3GPP third Generation partnership project

SID silence insertion descriptor

SNR signal to noise ratio

WB wideband.

Claims

1. A method performed by an encoder operable to encode speech and apply a discontinuous transmission, DTX, scheme during speech inactivity, the DTX scheme comprising transmitting silence insertion descriptor, SID, frames, the method comprising:

-determining a number N of hangover frames, wherein the number N of hangover frames is variable;

-transmitting N hangover frames to a decoder;

-after a hangover period, transmitting a first SID frame to the decoder, wherein the first SID frame comprises information indicating the determined number N of hangover frames.

2. The method of claim 1, wherein the number N of hangover frames is dynamically variable based on properties of the input audio signal.

3. The method of claim 1 or 2, wherein the first SID frame further comprises SID parameters.

4. A method performed by a decoder operable to decode voice and apply a discontinuous transmission, DTX, scheme during voice inactivity, the DTX scheme comprising receiving silence insertion descriptor, SID, frames, the method comprising:

-receiving N hangover frames from an encoder;

-receiving a first SID frame after receiving the N hangover frames;

-determining the number N of hangover frames based on information in the received first SID frame.

5. The method of claim 4, wherein the number N of hangover frames is dynamically variable based on properties of the input audio signal.

6. The method of claim 4 or 5, wherein the received first SID frame further comprises SID parameters.

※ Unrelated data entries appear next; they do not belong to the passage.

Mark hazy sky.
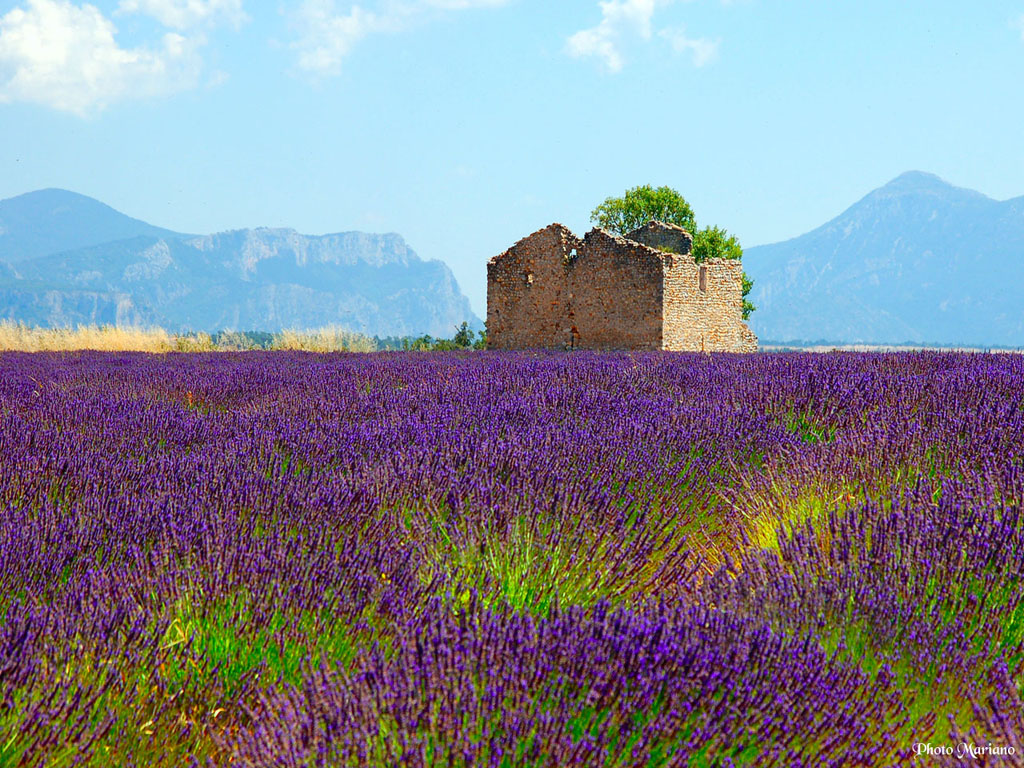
[0,0,1024,314]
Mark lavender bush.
[0,352,1024,766]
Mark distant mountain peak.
[0,189,481,336]
[868,171,988,200]
[743,176,1024,346]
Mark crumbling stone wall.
[487,222,757,352]
[487,224,583,349]
[567,229,665,349]
[665,258,758,352]
[626,221,693,256]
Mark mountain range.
[743,171,1024,347]
[0,189,482,337]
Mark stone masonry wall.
[568,229,665,349]
[665,257,758,352]
[487,222,757,352]
[626,221,693,255]
[487,224,583,349]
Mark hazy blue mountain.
[0,189,188,262]
[0,193,482,337]
[743,171,1024,346]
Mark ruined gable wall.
[568,229,665,349]
[487,224,583,349]
[665,257,758,352]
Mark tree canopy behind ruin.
[590,184,756,319]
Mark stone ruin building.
[487,221,758,352]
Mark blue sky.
[0,0,1024,314]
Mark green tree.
[452,321,473,349]
[590,184,756,319]
[590,184,697,234]
[693,226,757,319]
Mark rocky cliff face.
[743,172,1024,346]
[0,193,482,336]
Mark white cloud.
[292,0,509,75]
[566,0,671,72]
[0,0,202,116]
[292,0,399,75]
[118,0,248,30]
[658,27,721,67]
[565,0,731,73]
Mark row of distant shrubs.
[0,322,486,352]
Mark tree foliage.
[590,184,757,319]
[590,184,697,234]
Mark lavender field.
[0,352,1024,767]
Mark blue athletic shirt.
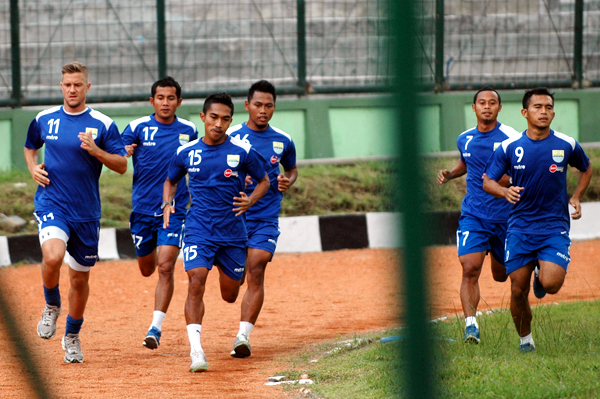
[227,122,296,222]
[486,130,590,234]
[456,122,519,223]
[168,137,266,245]
[25,106,127,222]
[121,114,198,216]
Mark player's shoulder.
[229,136,252,153]
[553,130,577,150]
[177,117,196,131]
[35,105,62,121]
[498,122,521,138]
[90,108,114,129]
[177,139,200,155]
[129,116,152,132]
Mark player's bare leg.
[144,245,179,349]
[510,262,535,352]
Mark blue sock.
[65,315,83,335]
[44,284,61,307]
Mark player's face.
[200,103,233,145]
[150,86,181,124]
[473,91,502,123]
[244,91,275,130]
[60,72,92,112]
[521,94,555,129]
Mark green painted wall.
[0,89,600,170]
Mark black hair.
[473,86,502,104]
[523,87,554,109]
[248,80,277,101]
[202,92,233,116]
[150,76,181,100]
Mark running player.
[121,76,198,349]
[227,80,298,357]
[24,62,127,363]
[163,93,269,372]
[437,87,518,344]
[483,87,592,352]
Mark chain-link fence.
[418,0,600,90]
[0,0,388,105]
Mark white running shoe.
[190,351,208,373]
[230,334,252,358]
[38,304,61,339]
[62,334,83,363]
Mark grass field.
[281,301,600,399]
[0,150,600,235]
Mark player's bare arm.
[163,177,177,229]
[277,165,298,193]
[569,163,592,220]
[125,144,137,158]
[77,132,127,175]
[233,173,271,216]
[25,148,50,187]
[483,173,523,205]
[437,159,467,184]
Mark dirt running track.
[0,241,600,399]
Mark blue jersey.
[121,114,198,216]
[456,122,519,223]
[486,130,590,234]
[25,106,126,222]
[168,137,266,245]
[227,122,296,221]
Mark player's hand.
[277,173,290,193]
[125,144,137,158]
[163,204,175,229]
[29,163,50,187]
[244,175,254,189]
[232,191,252,216]
[438,169,452,184]
[569,197,581,220]
[77,132,100,156]
[504,186,525,205]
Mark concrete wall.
[0,89,600,170]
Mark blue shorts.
[183,234,246,281]
[129,210,186,257]
[504,232,571,274]
[33,211,100,271]
[456,215,506,264]
[246,220,281,255]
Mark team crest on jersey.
[227,154,240,168]
[273,141,283,154]
[179,134,190,145]
[85,127,98,140]
[552,150,565,162]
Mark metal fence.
[417,0,600,90]
[0,0,388,106]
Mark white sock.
[237,321,254,337]
[465,316,479,328]
[186,324,203,353]
[521,333,535,346]
[148,310,167,331]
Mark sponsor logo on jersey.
[227,154,240,168]
[552,150,565,163]
[179,134,190,145]
[85,127,98,140]
[550,164,565,173]
[223,169,238,177]
[273,141,283,154]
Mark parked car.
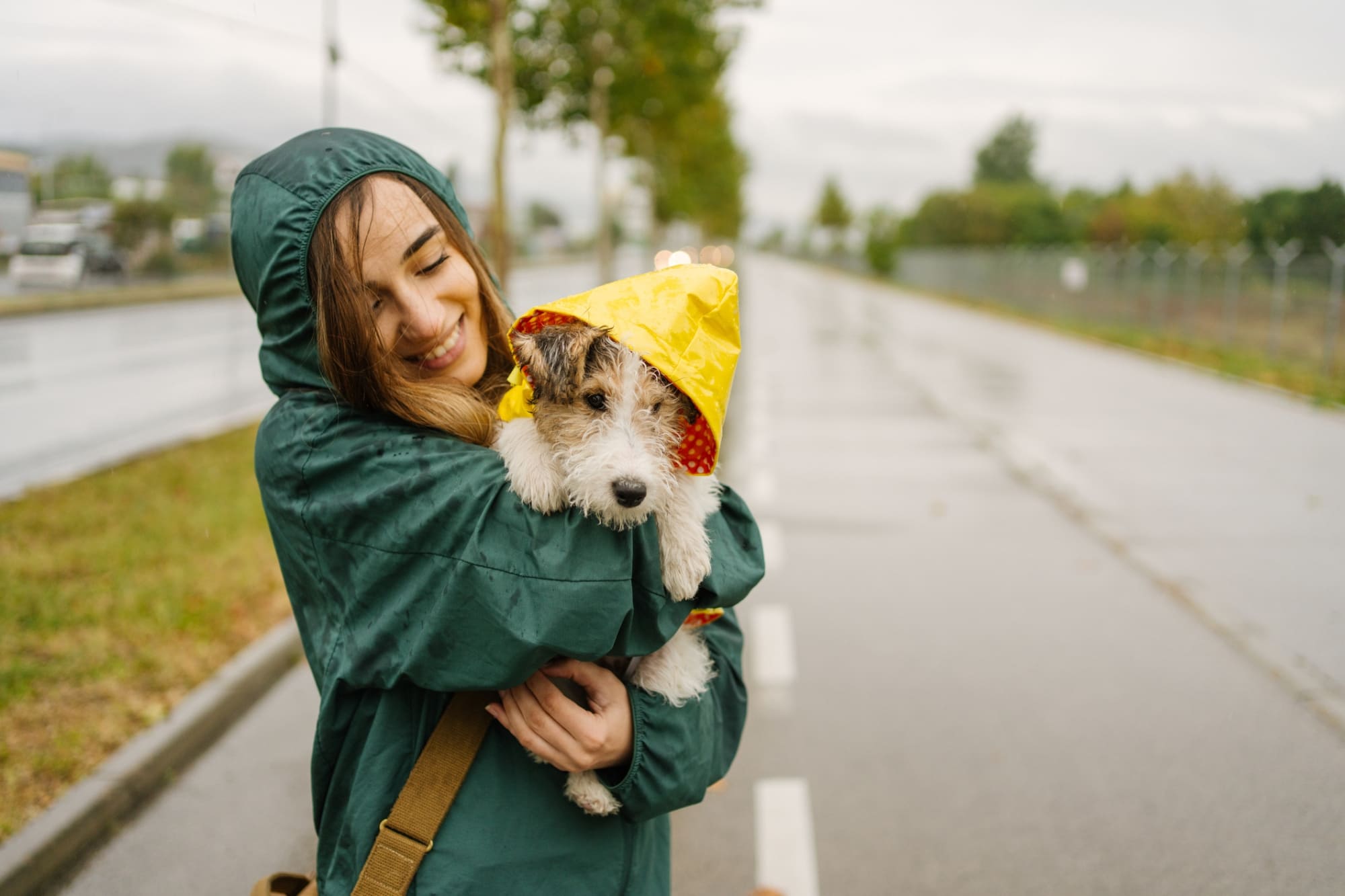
[9,222,125,288]
[9,223,87,286]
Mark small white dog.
[495,321,720,815]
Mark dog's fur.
[495,323,720,815]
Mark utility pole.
[323,0,340,128]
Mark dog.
[494,321,720,815]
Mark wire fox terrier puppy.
[495,323,720,815]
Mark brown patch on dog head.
[514,321,616,402]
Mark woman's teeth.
[416,317,463,362]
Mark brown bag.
[250,690,494,896]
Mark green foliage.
[52,153,112,199]
[527,200,561,230]
[648,93,748,239]
[972,114,1037,184]
[863,206,901,277]
[112,199,172,249]
[1244,180,1345,251]
[1083,171,1245,245]
[901,183,1073,246]
[164,142,219,216]
[812,177,854,231]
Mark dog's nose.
[612,479,644,507]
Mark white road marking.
[755,778,818,896]
[757,520,784,575]
[749,604,799,688]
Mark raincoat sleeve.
[257,397,763,693]
[599,610,748,822]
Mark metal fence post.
[1126,246,1145,324]
[1223,242,1252,344]
[1181,243,1209,339]
[1151,245,1177,332]
[1266,239,1303,358]
[1322,237,1345,376]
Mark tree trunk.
[488,0,514,289]
[589,67,616,282]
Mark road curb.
[0,619,303,896]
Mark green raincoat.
[233,128,763,896]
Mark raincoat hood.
[499,265,740,475]
[230,128,472,394]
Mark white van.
[9,223,87,286]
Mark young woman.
[233,128,763,896]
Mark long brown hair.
[308,172,514,445]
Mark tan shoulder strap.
[351,690,494,896]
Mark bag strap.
[351,690,494,896]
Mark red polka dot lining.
[514,311,720,477]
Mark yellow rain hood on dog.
[499,265,740,477]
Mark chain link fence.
[861,243,1345,375]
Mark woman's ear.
[514,323,607,402]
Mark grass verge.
[0,274,241,317]
[0,426,289,840]
[810,261,1345,406]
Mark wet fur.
[495,323,720,815]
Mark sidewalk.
[59,663,317,896]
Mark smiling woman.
[308,173,512,444]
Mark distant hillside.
[5,133,265,177]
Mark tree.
[814,177,854,251]
[518,0,752,276]
[425,0,522,286]
[51,153,112,199]
[1244,180,1345,251]
[527,200,561,230]
[863,206,901,277]
[164,142,219,216]
[112,199,172,250]
[648,93,748,241]
[972,114,1037,184]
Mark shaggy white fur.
[495,336,720,815]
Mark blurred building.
[0,151,32,255]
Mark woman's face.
[336,177,486,386]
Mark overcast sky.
[0,0,1345,234]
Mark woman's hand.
[486,659,635,772]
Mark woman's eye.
[416,253,448,274]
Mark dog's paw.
[631,626,716,706]
[565,772,621,815]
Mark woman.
[233,128,763,896]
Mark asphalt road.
[0,257,635,501]
[47,257,1345,896]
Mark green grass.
[0,426,289,840]
[0,273,239,317]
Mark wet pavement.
[47,257,1345,896]
[0,258,633,501]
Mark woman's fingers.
[542,659,627,712]
[523,673,603,763]
[492,686,573,771]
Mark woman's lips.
[420,315,467,370]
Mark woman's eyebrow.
[402,225,438,261]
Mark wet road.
[50,257,1345,896]
[0,259,633,501]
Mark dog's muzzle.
[612,479,646,507]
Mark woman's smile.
[406,315,467,370]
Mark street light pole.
[323,0,340,128]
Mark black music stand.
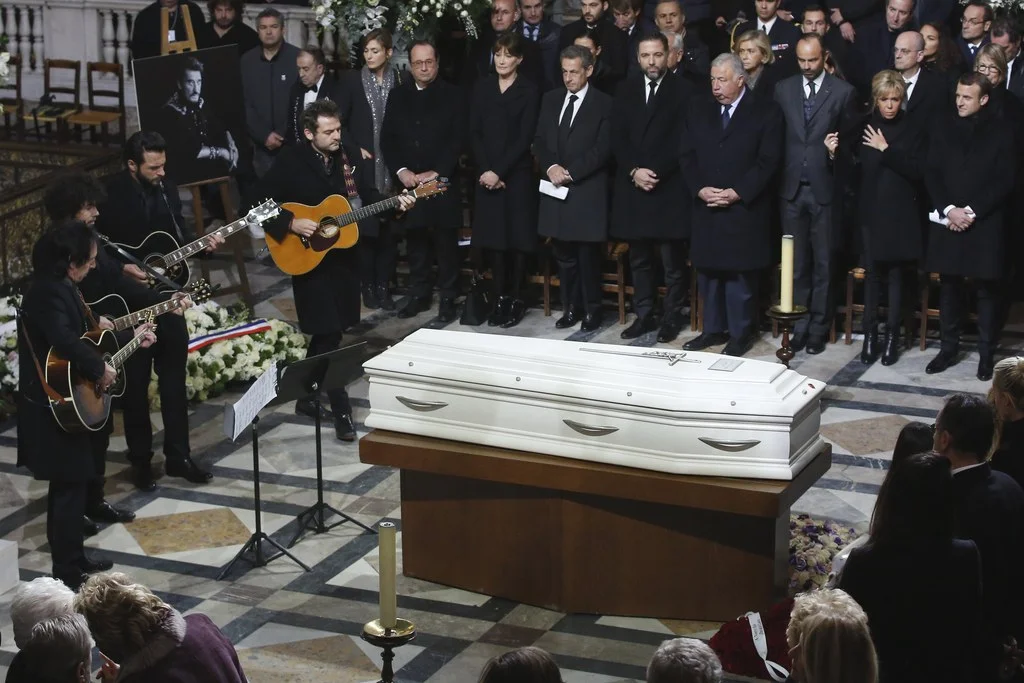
[274,342,376,548]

7. An encoder (900, 1000), the encoder (900, 1000) being operable to encode speech and apply a discontinuous transmission, DTX, scheme during speech inactivity, the DTX scheme comprising sending silence insertion descriptor, SID, frames, the encoder comprising processing means operable to:

-transmitting the N hangover frames to a decoder; and

8. The encoder of claim 7, wherein the processing means comprises a processor (903) and a memory (904), and the memory contains instructions (905) executable by the processor.

9. Encoder according to claim 7 or 8, wherein the number N of hangover frames is dynamically variable based on properties of the input audio signal.

10. A decoder (1100, 1200), the decoder (1100, 1200) being operable to decode speech and to apply a discontinuous transmission, DTX, scheme during speech inactivity, the DTX scheme comprising receiving silence insertion descriptor, SID, frames, the decoder comprising processing means operable to:

-receiving N hangover frames from an encoder;

-receiving a first SID frame after receiving the N hangover frames;

-determining the number N of hangover frames based on information in the received SID frames.

11. The decoder according to claim 10, wherein the processing means comprises a processor (1103) and a memory (1104), the memory containing instructions (1105) executable by the processor.

12. Decoder according to claim 10 or 11, wherein the number N of hangover frames is dynamically variable based on properties of the input audio signal.

13. A computer readable storage medium having stored thereon computer program code which, when run in an encoder, causes the encoder to perform the method according to any of claims 1 to 3.

14. A computer readable storage medium having stored thereon computer program code which, when run in a decoder, causes the decoder to perform the method according to any of claims 4 to 6.